Marge de crédit, régime de retraite à cotisation déterminée, hypothèque inversée, régime volontaire d’épargne retraite, titre adossé à des actifs… autant d’innovations financières qui témoignent de la financiarisation de l’économie ; en d’autres mots que l’économie est de plus en plus centrée autour de la finance. Un phénomène qui est composé d’une panoplie de mécanismes parfois très complexes, mais dont l’influence sur l’économie telle qu’elle nous apparaît au quotidien est devenue préoccupante.

 

Sources : IRIS par Julia Posca de l'IRIS[1] 7 février 2013

- Transformation du capitalisme

La financiarisation est un processus qui s’inscrit dans l’histoire du capitalisme et qui touche au mode de régulation de l’économie (quelles sont les institutions qui structurent les rapports économiques ?) et à la logique d’accumulation (comment le capital se reproduit-il ?).

 

 

- Le développement du capitalisme dans sa phase industrielle...

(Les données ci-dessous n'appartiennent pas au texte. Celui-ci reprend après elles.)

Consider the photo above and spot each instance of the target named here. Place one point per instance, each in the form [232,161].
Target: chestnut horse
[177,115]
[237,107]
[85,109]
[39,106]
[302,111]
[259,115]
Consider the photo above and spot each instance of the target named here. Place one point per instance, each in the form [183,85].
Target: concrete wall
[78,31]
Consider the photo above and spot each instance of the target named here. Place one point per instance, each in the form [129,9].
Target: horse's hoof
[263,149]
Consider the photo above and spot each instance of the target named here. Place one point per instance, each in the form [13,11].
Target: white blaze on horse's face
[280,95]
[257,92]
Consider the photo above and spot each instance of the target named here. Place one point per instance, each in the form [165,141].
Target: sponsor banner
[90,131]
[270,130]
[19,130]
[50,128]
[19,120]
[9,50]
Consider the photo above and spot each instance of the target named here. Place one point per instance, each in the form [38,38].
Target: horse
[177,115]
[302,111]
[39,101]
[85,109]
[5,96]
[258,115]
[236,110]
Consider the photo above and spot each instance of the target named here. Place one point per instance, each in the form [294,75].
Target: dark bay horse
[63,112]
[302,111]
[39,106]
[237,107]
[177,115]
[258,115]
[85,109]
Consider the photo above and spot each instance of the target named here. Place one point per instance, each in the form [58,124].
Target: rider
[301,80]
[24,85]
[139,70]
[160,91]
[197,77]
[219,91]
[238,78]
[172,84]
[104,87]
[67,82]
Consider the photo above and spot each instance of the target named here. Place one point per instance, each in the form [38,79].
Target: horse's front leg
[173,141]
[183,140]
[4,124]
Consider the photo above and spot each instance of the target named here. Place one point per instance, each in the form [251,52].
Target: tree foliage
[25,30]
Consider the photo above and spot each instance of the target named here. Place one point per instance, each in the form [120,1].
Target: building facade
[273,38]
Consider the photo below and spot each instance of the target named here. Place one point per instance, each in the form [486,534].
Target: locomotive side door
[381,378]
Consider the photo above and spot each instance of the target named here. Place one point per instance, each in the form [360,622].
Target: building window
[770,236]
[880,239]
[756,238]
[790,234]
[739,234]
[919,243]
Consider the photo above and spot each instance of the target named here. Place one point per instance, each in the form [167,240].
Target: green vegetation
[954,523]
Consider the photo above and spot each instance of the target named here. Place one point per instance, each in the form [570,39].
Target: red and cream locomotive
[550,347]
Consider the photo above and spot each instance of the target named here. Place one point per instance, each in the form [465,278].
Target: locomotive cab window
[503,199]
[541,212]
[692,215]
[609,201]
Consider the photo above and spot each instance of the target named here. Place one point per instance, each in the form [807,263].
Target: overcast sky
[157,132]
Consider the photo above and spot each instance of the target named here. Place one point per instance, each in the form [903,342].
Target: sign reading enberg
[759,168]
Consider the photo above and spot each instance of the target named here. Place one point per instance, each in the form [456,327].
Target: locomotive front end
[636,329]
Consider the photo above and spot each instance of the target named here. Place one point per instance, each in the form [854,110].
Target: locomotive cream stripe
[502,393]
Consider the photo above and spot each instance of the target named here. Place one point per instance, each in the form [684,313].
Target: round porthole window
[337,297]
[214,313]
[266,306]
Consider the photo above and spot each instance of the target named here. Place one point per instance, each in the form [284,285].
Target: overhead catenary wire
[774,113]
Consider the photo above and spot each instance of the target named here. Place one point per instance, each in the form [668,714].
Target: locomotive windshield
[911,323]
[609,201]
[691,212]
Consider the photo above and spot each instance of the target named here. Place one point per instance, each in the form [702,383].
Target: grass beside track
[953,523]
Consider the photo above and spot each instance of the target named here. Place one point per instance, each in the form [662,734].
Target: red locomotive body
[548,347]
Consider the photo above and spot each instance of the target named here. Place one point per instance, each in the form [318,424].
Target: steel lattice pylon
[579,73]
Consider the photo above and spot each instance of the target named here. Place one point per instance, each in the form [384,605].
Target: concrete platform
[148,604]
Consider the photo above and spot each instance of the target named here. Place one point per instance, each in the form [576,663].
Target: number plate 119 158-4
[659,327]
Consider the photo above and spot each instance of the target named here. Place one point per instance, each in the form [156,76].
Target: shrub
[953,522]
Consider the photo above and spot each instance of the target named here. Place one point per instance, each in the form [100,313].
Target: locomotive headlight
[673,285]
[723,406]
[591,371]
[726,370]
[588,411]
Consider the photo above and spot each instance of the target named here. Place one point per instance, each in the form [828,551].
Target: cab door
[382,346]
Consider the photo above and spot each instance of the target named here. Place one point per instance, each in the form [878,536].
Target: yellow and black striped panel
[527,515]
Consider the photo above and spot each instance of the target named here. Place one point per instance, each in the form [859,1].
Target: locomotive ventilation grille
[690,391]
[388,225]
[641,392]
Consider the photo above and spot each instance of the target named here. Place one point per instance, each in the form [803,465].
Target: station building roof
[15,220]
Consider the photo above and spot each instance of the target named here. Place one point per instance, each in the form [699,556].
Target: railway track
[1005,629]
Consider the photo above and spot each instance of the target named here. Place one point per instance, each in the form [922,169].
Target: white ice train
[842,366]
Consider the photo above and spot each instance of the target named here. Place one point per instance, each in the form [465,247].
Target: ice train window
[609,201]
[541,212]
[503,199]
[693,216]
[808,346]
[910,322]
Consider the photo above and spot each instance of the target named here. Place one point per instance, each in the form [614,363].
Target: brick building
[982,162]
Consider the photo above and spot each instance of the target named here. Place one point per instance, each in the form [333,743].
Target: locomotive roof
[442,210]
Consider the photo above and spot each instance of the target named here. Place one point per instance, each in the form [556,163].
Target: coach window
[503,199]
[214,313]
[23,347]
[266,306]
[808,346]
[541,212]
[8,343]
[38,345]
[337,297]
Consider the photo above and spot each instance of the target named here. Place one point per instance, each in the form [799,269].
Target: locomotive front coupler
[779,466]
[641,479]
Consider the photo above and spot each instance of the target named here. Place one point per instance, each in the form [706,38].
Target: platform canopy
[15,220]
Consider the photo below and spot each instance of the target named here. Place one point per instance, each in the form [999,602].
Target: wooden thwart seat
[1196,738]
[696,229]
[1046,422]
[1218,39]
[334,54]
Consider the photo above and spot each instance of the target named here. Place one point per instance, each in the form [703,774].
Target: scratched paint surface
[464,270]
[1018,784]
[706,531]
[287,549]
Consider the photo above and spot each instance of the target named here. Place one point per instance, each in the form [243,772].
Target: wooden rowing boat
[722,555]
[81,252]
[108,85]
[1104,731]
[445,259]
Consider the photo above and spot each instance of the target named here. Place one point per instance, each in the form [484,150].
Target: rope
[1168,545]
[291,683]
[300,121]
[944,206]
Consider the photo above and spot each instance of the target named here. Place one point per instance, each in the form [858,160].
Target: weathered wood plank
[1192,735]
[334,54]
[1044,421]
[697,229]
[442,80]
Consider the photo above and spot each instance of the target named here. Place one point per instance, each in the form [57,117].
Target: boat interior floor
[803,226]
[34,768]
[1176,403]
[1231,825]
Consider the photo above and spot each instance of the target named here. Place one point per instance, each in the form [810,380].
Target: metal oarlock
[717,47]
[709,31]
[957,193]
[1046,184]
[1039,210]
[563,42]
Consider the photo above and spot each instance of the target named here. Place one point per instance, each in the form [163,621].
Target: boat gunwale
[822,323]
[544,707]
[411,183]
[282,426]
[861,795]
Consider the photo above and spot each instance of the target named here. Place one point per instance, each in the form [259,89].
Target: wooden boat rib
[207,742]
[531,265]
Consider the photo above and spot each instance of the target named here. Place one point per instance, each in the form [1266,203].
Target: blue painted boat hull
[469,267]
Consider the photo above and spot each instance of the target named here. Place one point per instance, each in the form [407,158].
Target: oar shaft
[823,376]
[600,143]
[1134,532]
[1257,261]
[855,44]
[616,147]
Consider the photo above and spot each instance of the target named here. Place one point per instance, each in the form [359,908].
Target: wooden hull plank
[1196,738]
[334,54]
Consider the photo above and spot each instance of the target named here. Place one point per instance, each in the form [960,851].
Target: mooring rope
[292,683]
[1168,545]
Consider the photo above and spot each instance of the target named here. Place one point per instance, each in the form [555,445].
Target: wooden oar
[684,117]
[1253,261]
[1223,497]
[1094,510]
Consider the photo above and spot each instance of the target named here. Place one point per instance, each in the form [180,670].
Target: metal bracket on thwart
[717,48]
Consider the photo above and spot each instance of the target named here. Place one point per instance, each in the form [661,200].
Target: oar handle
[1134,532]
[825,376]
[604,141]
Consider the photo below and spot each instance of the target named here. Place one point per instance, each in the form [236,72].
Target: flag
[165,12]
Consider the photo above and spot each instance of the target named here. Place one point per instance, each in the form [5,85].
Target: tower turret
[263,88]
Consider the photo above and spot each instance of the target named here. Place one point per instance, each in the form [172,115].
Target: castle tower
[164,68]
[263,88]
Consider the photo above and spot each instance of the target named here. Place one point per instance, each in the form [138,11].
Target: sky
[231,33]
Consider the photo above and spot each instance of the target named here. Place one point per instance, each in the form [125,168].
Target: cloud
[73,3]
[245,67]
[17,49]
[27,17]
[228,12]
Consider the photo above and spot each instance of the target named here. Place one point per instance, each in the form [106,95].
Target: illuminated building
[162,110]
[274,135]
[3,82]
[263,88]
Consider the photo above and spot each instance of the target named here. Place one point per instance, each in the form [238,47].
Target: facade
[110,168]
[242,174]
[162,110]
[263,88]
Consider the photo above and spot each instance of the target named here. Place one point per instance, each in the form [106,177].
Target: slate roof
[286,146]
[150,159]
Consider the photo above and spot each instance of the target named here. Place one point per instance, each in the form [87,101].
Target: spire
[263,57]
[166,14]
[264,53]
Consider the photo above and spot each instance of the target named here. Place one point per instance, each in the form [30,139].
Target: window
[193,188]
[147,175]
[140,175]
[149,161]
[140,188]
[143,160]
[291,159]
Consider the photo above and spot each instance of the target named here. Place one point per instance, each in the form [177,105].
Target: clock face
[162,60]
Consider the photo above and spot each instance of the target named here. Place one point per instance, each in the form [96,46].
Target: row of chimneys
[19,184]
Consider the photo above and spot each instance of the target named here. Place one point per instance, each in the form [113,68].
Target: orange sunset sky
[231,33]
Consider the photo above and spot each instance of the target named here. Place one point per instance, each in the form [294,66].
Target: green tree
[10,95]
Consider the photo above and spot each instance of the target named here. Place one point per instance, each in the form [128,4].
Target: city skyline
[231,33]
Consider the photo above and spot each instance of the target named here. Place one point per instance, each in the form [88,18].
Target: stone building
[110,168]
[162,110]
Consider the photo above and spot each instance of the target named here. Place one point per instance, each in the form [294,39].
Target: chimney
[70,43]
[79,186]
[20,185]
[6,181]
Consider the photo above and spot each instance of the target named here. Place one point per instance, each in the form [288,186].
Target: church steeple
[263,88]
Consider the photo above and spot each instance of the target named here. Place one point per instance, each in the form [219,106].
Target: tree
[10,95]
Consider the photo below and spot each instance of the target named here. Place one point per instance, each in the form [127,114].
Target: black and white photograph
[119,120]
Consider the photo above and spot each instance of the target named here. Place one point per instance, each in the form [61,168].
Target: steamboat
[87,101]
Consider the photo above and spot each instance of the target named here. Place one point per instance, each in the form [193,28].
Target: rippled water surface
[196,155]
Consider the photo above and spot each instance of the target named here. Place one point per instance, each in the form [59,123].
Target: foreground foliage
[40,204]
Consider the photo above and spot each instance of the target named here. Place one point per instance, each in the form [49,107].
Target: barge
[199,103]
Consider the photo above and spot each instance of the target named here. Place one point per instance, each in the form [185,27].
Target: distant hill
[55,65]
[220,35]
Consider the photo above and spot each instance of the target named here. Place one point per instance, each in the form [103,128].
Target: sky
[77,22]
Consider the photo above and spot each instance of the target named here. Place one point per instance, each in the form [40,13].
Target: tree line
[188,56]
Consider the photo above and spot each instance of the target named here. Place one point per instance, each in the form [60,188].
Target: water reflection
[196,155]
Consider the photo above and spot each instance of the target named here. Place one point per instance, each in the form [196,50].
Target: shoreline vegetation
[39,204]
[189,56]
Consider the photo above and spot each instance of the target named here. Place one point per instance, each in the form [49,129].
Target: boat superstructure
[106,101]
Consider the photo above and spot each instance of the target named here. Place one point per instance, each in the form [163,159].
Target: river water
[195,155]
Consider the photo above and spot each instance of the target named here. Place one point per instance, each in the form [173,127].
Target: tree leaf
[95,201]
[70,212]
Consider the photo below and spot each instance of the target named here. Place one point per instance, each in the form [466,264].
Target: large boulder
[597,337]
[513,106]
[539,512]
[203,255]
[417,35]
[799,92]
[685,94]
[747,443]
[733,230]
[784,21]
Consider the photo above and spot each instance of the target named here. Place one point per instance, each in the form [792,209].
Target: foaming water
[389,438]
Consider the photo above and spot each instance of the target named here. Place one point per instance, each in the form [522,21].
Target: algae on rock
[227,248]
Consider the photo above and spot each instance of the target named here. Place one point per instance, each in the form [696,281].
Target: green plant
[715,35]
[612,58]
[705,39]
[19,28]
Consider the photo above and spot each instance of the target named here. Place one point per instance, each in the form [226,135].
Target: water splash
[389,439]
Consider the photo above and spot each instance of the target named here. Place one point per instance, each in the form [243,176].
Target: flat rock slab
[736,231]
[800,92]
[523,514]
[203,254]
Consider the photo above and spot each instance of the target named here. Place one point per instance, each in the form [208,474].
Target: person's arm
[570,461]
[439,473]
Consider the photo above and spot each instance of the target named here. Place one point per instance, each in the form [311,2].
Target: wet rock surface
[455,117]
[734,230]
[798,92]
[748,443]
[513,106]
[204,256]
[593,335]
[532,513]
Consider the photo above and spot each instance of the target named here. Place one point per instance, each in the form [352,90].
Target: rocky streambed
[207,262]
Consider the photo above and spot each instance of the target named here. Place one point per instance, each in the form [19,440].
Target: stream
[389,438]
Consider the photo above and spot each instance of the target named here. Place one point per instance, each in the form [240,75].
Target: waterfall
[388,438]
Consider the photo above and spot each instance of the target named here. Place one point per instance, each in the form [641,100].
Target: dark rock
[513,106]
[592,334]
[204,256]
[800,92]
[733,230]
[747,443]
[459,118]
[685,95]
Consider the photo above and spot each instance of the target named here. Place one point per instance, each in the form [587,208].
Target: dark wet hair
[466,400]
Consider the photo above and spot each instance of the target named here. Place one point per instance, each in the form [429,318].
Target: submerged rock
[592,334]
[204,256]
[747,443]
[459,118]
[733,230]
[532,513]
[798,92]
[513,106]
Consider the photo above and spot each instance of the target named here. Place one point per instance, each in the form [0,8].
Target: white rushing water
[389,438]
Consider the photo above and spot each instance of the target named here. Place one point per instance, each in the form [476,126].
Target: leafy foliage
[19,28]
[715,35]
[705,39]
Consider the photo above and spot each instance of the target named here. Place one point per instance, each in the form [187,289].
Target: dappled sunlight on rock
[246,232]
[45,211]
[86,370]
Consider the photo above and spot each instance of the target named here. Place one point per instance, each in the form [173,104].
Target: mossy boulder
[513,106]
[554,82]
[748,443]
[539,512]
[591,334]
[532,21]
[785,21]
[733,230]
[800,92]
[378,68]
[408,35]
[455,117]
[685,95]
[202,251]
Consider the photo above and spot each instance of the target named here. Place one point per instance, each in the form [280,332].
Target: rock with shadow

Il reposait sur l’expansion de la production. Le capital (l’argent qui est réinvesti) devait être alloué en partie à des investissements productifs, c’est-à-dire qui permettent d’augmenter la capacité de production (par exemple, l’achat de machines plus performantes ou la construction de nouvelles usines).

 

 

- La logique financière est tout autre.

Le capital n’a plus à passer par le détour de la production pour fructifier ; sa simple circulation engendre une création de capital neuf. L’investissement à court terme devient la norme et c’est la spéculation qui fait augmenter la valeur d’un actif.

 

Posséder un actif financier, c’est posséder le droit sur un revenu futur, obtenu par une fluctuation de la valeur de cet actif que génère la spéculation. Le risque rattaché à ce type d’actif est donc beaucoup plus élevé qu’avec les investissements productifs, puisque la valeur d’un actif dépend de la confiance que les acteurs lui portent et sa variation est alimentée par des rumeurs qui sont par définition très volatiles.

 

 

- Croissance du secteur financier

La croissance des marchés financiers est le résultat de décisions de nature politique. D’abord, les taux de change ont été libéralisés avec la décision de Richard Nixon de suspendre en 1971 la convertibilité du dollar en or. Plutôt que d’être fixée en fonction de la valeur du dollar américain (taux de change fixe), les devises sont désormais déterminées par l’offre et la demande de chaque devise sur les marchés (taux de change flottant).

 

Puis dans les années 1980 s’est amorcé un mouvement de libéralisation des taux d’intérêt. Les États sont passés d’un mode de financement de leurs déficits par la planche à billet (l’émission de monnaie) à un financement sur les marchés financiers (par l’émission d’obligations). Depuis, les taux d’intérêt en vigueur pour une économie sont déterminés par l’offre et la demande de titres obligataires.

 

Comme le taux de change correspond au prix d’une devise et le taux d’intérêt est le prix qu’il en coûte pour emprunter, on peut dire que dans ce système libéralisé, le prix des actifs devient instable et est alors soumis à la spéculation.

 

Or, pour contrecarrer cette incertitude, les institutions financières ont créé de nouveaux produits financiers destinés à couvrir le risque lié à la variation de la valeur des actifs, ou encore pour transformer des dettes en actifs (titrisation). Cette innovation financière, jumelée à la globalisation des marchés financiers, a eu pour effet d’augmenter la spéculation et donc de créer encore plus d’instabilité.

 

Cette hypertrophie de la finance a des conséquences directes sur l’économie dite réelle, car lorsque les bulles financières, qui résultent de la spéculation entourant certaines catégories d’actifs, explosent, cela peut entre autres paralyser le marché du crédit et donc freiner le déroulement normal de l’économie. Par exemple, la crise mondiale de 2008 prend son origine dans l’éclatement de la bulle des hypothèques à risque et l’effondrement des produits financiers dérivés de ces prêts hypothécaires.